Fachkräftemangel – nur ein schlechter Scherz?

In den politischen und in den medialen Debatten zum Thema Arbeitsmarkt ist immer wieder vom Fachkräftemangel als Herausforderung die Rede. Doch was heißt Fachkräftemangel überhaupt? 

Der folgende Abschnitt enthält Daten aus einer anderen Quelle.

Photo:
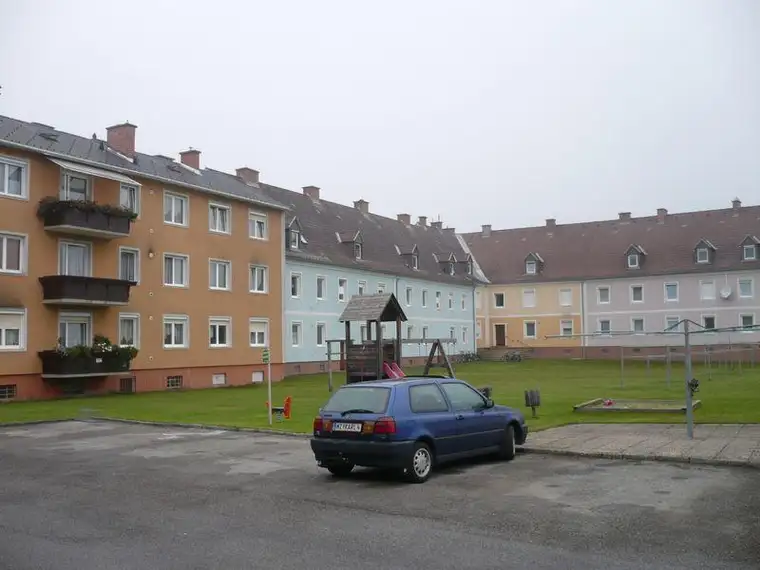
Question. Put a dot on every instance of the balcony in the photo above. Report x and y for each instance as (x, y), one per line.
(84, 218)
(76, 290)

Wir sollten in der ganzen Debatte die verschiedenen Situationen und Fachbegriffe unterscheiden. 

Begriffserklärung

Arbeitskräftemangel

Von einem Arbeitskräftemangel kann gesprochen werden, wenn die Nachfrage an Arbeitskräften dauerhaft über dem bestehenden Arbeitsangebot liegt. Das bedeutet, dass Betriebe mehr Stellen zu besetzen haben als Arbeitskräfte zur Verfügung stehen. Betriebe erhalten dann beispielsweise auf Stellenausschreibungen keine oder nur wenige Bewerbungen. Als Arbeitskräfte werden, unabhängig von ihrer Qualifikation, alle arbeitsfähigen Personen bezeichnet.

Fachkräftemangel

Unter Fachkräften werden Personen verstanden, die eine anerkannte akademische Ausbildung oder eine anerkannte mindestens zweijährige Berufsausbildung nachweisen können. 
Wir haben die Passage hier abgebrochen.